Congressional Internet Caucus Co-Chairs Rep. Doug Collins (R-Ga.) and Rep. Anna G. Eshoo (D-Ca.) introduced a resolution to recognize the 50th anniversary of the Internet and commemorate the first digital data transmission on the ARPANET from UCLA to the Stanford Research Institute.
“The invention of the Internet has completely transformed every aspect of our lives, opening the door to countless opportunities for growth and innovation,” said Collins. “As co-chair of the Congressional Internet Caucus, I’m proud to join Rep. Eshoo in commemorating the first message sent on the ARPANET and recognizing the many individuals who contributed to this revolutionary invention. As we look ahead to the future of the Internet, I’m committed to ensuring more and more communities gain access to this critical resource, which has quickly become a pre-requisite for economic growth here in America.”
The resolution recognizes the first message sent from one computer to another using the Advanced Research Projects Agency Network (ARPANET), a predecessor to the modern Internet funded by the Department of Defense’s Advanced Research Projects Agency. It honors the contributions of researchers, universities, government agencies, nonprofits, and private companies in the development of the Internet.

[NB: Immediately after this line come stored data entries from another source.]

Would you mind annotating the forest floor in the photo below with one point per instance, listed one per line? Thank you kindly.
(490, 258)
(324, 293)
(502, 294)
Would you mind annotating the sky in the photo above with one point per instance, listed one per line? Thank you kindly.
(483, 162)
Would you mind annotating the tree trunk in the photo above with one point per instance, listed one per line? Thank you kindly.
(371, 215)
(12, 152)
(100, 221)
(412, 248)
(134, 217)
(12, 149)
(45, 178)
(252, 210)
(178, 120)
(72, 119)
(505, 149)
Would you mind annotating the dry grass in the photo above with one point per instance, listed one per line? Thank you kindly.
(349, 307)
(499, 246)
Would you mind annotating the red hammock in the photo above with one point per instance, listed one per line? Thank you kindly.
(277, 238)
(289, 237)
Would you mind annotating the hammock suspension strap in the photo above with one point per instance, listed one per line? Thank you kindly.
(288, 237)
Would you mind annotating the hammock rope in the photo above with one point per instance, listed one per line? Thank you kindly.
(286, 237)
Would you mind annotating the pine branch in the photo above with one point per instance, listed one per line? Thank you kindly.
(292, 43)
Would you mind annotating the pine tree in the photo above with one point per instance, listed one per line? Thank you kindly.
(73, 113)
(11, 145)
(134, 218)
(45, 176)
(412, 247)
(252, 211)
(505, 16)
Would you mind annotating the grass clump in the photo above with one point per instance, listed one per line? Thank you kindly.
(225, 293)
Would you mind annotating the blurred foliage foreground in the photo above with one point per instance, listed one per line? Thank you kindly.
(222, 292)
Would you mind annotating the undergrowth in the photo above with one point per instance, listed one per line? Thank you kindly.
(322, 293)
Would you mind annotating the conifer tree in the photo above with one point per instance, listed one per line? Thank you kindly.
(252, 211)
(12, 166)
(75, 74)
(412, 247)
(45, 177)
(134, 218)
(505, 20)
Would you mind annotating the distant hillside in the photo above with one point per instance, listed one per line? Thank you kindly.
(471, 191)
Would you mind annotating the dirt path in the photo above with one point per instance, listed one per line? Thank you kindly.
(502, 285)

“For the past 50 years, the Internet has continually revolutionized how Americans live, learn, work, and connect with one another,” said Eshoo. “Our resolution commemorates the American ingenuity that led to the Internet, and the key role the federal government played in its development. I’m especially proud of the pivotal role that the Stanford Research Institute, which is in my District, played in the Internet’s foundation, receiving the first digital data transmission on the ARPANET, a pioneering predecessor to the modern Internet. I look forward to the next 50 years of Internet innovation and the bold inventions yet unimagined.”
Collins and Eshoo co-chair the Congressional Internet Caucus, a bipartisan group of over 100 members of the House and Senate working to educate their colleagues about the promise and potential of the Internet.